"Waste Water"?

caspervtx

Member
I am just getting started. I live in Northeast Florida where the water table is relatively close to the surface and near to the St. Johns.
I realize we, responsible aquarists, are not do just dump livestock into the environment if we get tired of it or it grows too large or whatever. But what about "waste water" from the tanks. If we do 20% water changes - or worse given marine diseases - what is the position on ridding ourselves of the water byproduct of the hobby?
Casper
 

flower

Well-Known Member

Water evaporates, salt does not...I use my waste water on my driveway and sidewalks to kill the plants that grow in the cracks. The salt is harmless to the environment and allot better than the chemicals they sell for that purpose.
I read somewhere that water treatment plants use salt to clean water in its process. So it can't be all that bad.
 

salt life

Active Member

Originally Posted by CasperVTX
http:///forum/post/3077732
I am just getting started. I live in Northeast Florida where the water table is relatively close to the surface and near to the St. Johns.
I realize we, responsible aquarists, are not do just dump livestock into the environment if we get tired of it or it grows too large or whatever. But what about "waste water" from the tanks. If we do 20% water changes - or worse given marine diseases -
what is the position on ridding ourselves of the water byproduct of the hobby?
Casper
Can you explain the part about "or worse given marine diseases"?
I'm not sure what you mean by that.
 

flower

Well-Known Member
Originally Posted by Salt Life
http:///forum/post/3078096
Can you explain the part about "or worse given marine diseases"?
I'm not sure what you mean by that.

I think the OP meant that if we flush water down the drain or on the ground that if there is disease from sick fish, will it hurt the enviroment?
 

caspervtx

Member
Originally Posted by Flower
http:///forum/post/3078114

I think the OP meant that if we flush water down the drain or on the ground that if there is disease from sick fish, will it hurt the enviroment?
Yes that is it exactly.
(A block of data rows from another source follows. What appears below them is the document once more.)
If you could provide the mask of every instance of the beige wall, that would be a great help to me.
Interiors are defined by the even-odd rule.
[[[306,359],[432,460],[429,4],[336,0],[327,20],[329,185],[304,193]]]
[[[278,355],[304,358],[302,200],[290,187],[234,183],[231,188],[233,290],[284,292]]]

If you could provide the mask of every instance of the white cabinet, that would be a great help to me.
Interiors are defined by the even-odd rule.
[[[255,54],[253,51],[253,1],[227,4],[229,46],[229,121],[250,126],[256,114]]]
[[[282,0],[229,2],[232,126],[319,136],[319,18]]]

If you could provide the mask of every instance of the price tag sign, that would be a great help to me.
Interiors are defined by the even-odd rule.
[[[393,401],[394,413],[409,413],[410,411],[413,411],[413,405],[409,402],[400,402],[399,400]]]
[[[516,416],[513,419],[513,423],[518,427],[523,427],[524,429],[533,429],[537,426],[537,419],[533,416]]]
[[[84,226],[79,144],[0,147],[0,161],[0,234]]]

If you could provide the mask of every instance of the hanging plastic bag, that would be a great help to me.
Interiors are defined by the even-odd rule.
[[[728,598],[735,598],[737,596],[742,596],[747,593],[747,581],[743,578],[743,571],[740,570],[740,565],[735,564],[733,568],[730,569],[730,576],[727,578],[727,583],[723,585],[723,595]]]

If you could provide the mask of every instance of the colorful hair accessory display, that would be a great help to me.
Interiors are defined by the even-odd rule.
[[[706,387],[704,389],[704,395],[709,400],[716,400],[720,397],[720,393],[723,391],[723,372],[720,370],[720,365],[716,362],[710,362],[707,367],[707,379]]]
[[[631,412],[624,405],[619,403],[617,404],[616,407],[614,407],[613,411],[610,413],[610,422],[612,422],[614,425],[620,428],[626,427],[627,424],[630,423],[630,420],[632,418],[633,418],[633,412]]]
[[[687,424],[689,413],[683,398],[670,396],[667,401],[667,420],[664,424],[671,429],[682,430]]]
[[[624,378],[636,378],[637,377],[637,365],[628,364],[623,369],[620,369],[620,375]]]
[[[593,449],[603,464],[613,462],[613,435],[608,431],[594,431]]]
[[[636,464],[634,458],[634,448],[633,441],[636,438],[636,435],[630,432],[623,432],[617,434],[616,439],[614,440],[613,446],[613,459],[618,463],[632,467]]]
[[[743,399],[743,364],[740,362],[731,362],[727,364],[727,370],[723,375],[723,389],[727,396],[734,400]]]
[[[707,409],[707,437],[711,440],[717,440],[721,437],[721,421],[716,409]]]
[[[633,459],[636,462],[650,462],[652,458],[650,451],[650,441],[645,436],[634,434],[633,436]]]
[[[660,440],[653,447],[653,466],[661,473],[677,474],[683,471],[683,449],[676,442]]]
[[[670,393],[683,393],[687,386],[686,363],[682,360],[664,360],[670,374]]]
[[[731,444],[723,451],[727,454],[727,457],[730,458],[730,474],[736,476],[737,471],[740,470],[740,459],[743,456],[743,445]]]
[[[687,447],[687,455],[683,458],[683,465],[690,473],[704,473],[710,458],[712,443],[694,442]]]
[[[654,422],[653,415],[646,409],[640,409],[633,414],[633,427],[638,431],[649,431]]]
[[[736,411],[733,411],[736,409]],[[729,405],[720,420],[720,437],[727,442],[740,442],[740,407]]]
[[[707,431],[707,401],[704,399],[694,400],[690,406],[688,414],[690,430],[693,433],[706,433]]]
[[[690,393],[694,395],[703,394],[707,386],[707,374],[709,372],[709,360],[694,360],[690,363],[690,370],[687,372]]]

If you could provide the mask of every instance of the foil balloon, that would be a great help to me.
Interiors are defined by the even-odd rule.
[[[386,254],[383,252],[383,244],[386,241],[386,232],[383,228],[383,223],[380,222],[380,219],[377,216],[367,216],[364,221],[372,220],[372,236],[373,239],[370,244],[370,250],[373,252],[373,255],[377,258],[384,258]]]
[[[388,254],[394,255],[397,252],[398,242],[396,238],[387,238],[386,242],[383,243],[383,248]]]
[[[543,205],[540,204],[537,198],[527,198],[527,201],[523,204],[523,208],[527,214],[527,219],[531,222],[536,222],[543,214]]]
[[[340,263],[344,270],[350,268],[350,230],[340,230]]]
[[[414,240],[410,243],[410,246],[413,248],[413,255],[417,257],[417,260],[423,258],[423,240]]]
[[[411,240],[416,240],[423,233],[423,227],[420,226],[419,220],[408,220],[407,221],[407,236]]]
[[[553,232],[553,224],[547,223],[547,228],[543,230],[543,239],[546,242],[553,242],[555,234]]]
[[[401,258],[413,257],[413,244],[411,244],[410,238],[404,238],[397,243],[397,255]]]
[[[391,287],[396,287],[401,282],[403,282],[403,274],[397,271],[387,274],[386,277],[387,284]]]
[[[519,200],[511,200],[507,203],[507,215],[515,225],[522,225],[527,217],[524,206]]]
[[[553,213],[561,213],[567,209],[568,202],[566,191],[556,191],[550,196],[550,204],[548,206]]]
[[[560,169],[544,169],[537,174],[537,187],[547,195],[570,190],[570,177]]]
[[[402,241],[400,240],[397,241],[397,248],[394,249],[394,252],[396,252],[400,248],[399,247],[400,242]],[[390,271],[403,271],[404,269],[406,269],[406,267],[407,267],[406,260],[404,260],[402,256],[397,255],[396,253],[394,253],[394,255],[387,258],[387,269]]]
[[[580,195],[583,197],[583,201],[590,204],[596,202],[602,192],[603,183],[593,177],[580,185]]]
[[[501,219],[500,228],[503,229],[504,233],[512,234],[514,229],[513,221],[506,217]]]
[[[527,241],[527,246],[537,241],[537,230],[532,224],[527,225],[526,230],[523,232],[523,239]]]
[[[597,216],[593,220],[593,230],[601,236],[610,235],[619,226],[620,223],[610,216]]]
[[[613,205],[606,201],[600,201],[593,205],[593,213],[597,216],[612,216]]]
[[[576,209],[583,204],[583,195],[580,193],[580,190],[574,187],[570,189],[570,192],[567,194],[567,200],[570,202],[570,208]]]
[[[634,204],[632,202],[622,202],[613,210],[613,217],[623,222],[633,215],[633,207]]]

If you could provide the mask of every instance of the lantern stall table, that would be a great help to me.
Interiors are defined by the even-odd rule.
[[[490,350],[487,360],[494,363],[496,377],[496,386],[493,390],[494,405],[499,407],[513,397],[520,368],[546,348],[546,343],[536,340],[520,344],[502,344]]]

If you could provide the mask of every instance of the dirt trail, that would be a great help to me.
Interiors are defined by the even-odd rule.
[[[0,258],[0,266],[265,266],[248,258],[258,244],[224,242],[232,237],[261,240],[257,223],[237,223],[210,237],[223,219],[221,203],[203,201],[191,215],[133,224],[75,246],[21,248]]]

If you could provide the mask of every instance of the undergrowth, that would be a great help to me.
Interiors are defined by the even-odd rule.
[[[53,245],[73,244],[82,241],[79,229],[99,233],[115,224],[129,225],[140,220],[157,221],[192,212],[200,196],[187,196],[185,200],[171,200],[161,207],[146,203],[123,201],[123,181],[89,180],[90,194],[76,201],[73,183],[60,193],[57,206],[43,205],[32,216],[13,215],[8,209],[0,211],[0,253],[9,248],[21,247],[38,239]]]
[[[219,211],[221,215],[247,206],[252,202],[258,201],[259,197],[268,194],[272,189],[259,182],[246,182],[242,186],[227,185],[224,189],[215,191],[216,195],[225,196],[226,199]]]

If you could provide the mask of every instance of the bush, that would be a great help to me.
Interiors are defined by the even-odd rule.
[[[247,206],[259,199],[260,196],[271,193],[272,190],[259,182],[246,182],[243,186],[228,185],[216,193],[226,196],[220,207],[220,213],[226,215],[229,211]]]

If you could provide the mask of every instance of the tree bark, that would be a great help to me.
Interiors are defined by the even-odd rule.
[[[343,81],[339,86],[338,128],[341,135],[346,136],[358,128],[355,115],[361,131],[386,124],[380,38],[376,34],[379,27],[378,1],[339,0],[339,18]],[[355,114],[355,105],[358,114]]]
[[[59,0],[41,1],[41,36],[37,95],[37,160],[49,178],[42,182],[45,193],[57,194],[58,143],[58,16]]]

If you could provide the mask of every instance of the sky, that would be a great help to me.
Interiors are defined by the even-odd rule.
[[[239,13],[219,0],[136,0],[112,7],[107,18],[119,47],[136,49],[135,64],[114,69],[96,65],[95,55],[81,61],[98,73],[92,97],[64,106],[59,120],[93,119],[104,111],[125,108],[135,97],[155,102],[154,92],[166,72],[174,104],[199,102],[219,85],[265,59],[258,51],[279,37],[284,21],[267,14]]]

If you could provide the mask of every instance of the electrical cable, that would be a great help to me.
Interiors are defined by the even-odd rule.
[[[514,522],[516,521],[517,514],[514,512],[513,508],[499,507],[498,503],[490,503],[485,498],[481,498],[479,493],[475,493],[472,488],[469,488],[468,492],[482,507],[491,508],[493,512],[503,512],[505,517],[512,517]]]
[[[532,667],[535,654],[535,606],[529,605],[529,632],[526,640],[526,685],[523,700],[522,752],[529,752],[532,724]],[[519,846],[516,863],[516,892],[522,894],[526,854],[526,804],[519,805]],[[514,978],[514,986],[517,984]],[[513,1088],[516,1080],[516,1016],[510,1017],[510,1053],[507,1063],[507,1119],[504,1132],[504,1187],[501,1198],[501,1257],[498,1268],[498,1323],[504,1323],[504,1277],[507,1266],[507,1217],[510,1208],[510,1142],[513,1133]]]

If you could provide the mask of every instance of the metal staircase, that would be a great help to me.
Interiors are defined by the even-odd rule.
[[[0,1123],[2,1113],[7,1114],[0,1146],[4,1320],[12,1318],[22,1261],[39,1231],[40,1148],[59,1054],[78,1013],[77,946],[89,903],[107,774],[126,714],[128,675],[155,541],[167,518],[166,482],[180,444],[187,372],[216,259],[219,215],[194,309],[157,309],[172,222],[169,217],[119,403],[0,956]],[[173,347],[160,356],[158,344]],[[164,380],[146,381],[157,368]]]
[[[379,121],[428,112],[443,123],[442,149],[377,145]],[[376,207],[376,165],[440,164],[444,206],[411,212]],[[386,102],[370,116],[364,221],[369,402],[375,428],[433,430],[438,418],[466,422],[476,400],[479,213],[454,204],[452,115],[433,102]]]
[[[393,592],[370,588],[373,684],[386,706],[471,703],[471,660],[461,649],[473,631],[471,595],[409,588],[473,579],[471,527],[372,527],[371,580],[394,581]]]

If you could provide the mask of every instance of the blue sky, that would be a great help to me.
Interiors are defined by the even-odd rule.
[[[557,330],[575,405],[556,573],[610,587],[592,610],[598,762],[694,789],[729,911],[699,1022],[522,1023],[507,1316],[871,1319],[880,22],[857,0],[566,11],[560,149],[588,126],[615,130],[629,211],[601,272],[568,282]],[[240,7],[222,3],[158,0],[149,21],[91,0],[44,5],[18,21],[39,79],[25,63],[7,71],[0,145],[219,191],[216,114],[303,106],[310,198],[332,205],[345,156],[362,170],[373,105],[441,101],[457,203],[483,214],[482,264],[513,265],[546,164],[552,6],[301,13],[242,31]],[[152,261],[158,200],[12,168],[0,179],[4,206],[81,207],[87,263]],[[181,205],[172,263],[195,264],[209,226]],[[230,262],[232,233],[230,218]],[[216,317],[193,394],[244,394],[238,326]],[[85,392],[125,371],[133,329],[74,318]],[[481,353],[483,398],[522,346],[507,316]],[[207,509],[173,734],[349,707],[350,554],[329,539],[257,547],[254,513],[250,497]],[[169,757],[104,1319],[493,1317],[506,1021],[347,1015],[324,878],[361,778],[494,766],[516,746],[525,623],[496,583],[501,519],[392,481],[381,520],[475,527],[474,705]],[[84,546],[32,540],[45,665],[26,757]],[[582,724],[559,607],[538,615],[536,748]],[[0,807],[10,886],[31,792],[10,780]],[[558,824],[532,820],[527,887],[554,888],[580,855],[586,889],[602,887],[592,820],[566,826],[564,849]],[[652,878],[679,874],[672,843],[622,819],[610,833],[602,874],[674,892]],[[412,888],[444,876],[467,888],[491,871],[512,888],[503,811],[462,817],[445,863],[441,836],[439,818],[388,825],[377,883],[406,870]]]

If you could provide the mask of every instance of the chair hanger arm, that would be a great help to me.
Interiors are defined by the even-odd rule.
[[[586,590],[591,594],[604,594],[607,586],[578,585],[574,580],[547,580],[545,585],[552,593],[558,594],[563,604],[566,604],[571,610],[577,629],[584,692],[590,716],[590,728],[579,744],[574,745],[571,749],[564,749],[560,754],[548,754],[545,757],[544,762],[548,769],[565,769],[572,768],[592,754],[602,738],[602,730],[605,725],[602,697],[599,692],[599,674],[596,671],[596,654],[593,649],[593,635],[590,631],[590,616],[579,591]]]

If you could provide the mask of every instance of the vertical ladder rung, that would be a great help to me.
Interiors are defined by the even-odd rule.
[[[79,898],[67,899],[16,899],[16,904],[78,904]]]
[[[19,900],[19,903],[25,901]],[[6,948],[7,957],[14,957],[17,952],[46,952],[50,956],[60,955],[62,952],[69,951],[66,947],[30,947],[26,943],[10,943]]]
Lets persume we have a QT and we "eradicate" ich or some such. What do we do with the water. Where I live is very close to the water table and anything we expend is reasonably expected to get to the St. Johns and out to the Atlantic.
In another post on another board I read someone say that any Marine life caught at teh beach and put into an aquarium with lifestock from elsewhere should not be returned to the Ocean as it could bring something with it that is not local.
Now I'm fairly sure that in the QT scenario we have truly eradicated the "pest" - but if you use a QT for isolation and then clean the water out for the next arrival - it is possible for some critter to get out.
I am probably examining it way too intensely. My thoughts based on Flower's response is that by the time the "organisms" got to the water table (after being used for weed killing
) they would have been out of a salt water environment so long they would have perished.
But its a thought and a consideration
Casper
BTW Thanks for the responses.
 

scsinet

Active Member
Very few, if any, marine based lifeforms - including pathogens and parasites - can survive in a freshwater environment such as ground water, and that's if it even manages to get there in the first place.
It would have to travel through some amount of soil, which contains enough chemistry altering properties to render the water uninhabitable to anything living in it long before it reaches the water table, and that's even if it stays together long enough to support life. Most likely it would be diluted in the soil enough to prevent anything from surviving.
If you are concerned about it, you can dispose of it in a public sewer by flushing it down the toilet. The public sewer systems are designed to handle pathogens because "human waste" is full of them.
Alternatively, a tablespoon of bleach dosed into every bucket of water a few minutes before you dump it should be enough to kill anything in that bucket.
 

katsafados

Active Member
When you pour soemthing down the drain, its chemically treated at the water plant??? then reused.
So I doubt that fish diseases will withstand all the chemicals plus uv filtration ect.
 

caspervtx

Member
Originally Posted by SCSInet
http:///forum/post/3078483
If you are concerned about it, you can dispose of it in a public sewer by flushing it down the toilet. The public sewer systems are designed to handle pathogens because "human waste" is full of them.
I would if I had a public sewer
I have a septic tank :)
But I do like the bleach idea. Even if its a near impossibility, with my luck ..............
 

scsinet

Active Member
Yeah you definitely don't want to pour down the septic tank. I have one too. I'm of the school of thought that all that salt isn't exactly good for it.
My water table is far below the ground level where I live, so I just pour it out in the yard.
 

deejeff442

Active Member
i just got done dumping 50 gallons in the yard.
i have a septic but dont trust what it will do to the bio in it.